Este tipo de «turismo oscuro», obviamente, es muy amplio. Desde el que practican quienes no dejan de visitar un cementerio de cualquier lugar al que lleguen, hasta los asiduos a los campos de concentración, lugares de memoria de fallecidos en conflictos armados o prisiones, pasando por todos aquellos que sienten profundo interés por zonas geográficas donde ha ocurrido algún tipo de catástrofe natural. Un turismo motivado, al fin, por la necesidad de vivir experiencias únicas o impactantes.

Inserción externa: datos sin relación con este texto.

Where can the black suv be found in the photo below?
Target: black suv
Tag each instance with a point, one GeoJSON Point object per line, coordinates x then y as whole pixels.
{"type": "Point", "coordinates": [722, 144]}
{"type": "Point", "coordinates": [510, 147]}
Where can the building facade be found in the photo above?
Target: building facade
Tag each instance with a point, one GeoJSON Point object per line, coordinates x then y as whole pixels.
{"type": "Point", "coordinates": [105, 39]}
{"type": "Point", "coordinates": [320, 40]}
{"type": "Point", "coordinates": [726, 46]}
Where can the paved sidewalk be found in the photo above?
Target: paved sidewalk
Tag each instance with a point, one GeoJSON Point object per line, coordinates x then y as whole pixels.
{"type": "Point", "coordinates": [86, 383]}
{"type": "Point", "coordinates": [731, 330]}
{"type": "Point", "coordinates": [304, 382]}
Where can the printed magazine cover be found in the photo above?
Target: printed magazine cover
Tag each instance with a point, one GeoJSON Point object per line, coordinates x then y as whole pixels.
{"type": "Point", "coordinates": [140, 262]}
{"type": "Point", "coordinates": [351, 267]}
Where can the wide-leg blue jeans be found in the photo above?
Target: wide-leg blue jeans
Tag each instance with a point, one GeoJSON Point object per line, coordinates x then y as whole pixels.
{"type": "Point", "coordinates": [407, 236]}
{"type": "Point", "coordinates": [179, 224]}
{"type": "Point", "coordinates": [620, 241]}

Los numerosos desastres que la naturaleza ocasiona amplían la forma de asomarse al rostro más amargo de la vida
La cuestión es que, a día de hoy, el turismo de catástrofes puede que sea la vertiente más amplia del denominado «turismo oscuro». Los numerosos desastres que la naturaleza ha ocasionado en los últimos tiempos ha ampliado de forma exponencial el número de experiencias turísticas que se ofrece a todo aquel interesado en asomarse al rostro más amargo de la vida.
No obstante, podríamos considerar el epítome de este tipo de excursiones extremas al que tiene por objeto una zona geográfica donde la catástrofe fue causada por el ser humano. Nos referimos a Chernóbil.

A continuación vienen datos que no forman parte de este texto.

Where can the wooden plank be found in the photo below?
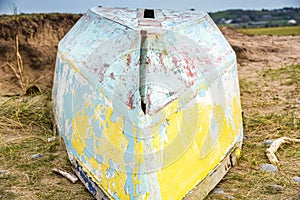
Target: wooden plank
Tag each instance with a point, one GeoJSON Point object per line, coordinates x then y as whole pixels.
{"type": "Point", "coordinates": [210, 182]}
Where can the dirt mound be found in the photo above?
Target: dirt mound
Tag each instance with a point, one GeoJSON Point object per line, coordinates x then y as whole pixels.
{"type": "Point", "coordinates": [38, 39]}
{"type": "Point", "coordinates": [39, 36]}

En 1986, la central nuclear Vladímir Illich Lenin sufría una explosión que provocaría el accidente nuclear más grave de la historia. En la región de Chernóbil, donde se hallaba la central, los núcleos urbanos cercanos a la misma permanecen en la actualidad como verdaderas ciudades fantasmas que reciben diariamente la visita de cientos de turistas ansiosos por fotografiar la memoria del desastre. Al llegar a la denominada zona de exclusión de Chernóbil, el visitante es informado de que no hay peligro de radiación. No obstante, se le recomienda no acudir en pantalones cortos y únicamente se permite deambular por dicha zona durante 10 minutos.

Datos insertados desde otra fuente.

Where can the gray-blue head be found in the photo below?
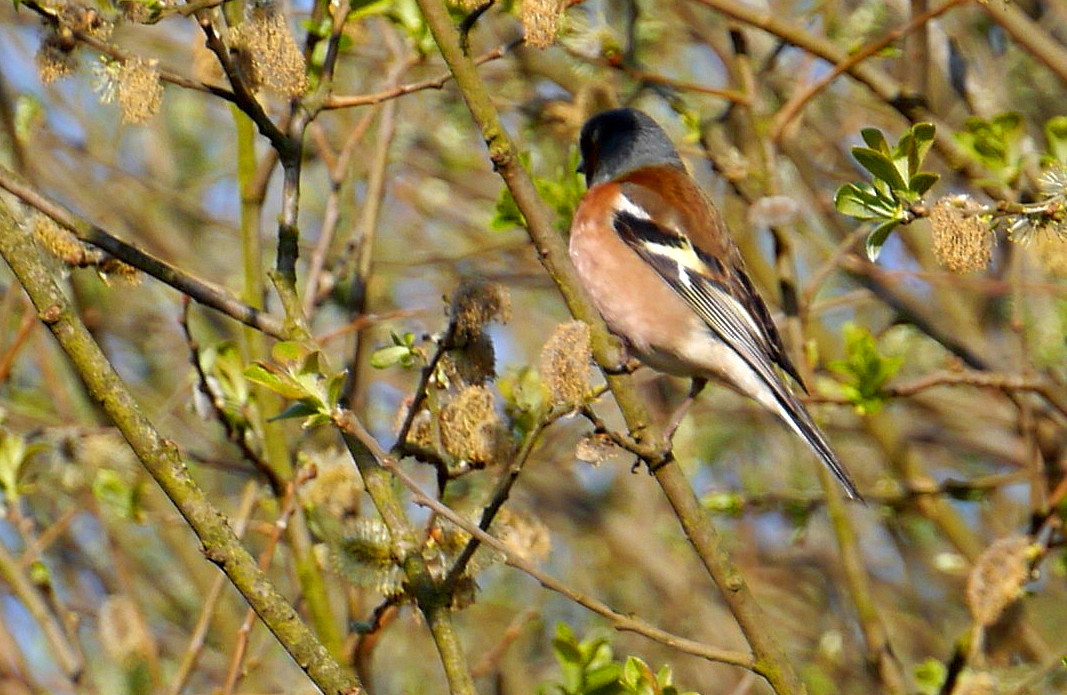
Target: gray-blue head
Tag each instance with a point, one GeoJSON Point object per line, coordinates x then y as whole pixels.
{"type": "Point", "coordinates": [622, 140]}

Obviamente, además de lo que, de inicio, podría parecer simple morbo por parte de los visitantes, en este caso puede contener un alto grado de necesidad de ponerse en riesgo. En un mundo cada vez más globalizado, cuando el turismo se ha democratizado hasta límites extremos, encontrar esa «autenticidad» de la que muchos desean revestir sus períodos vacacionales, puede ser una de las razones del turismo de catástrofe.
Quienes defienden estas prácticas siempre destacan que las visitas turísticas a lugares que han sido golpeados por catástrofes naturales pueden ayudar económicamente a las comunidades locales. Mucho de esto se habló cuando, tras el tsunami que arrasó las costas indonesias en 2004, las playas de Tailandia, uno de los países más afectados, comenzaron a convertirse en unas de las más populares a nivel global. Las más de 5.000 muertes registradas en el país tras la catástrofe ya parecen estar olvidadas. Pero no hay turista que no se haga una foto junto a uno de los carteles que advierte de la necesidad de huir en busca del lugar más elevado en caso de sentir un temblor de tierra, por pequeño que este sea.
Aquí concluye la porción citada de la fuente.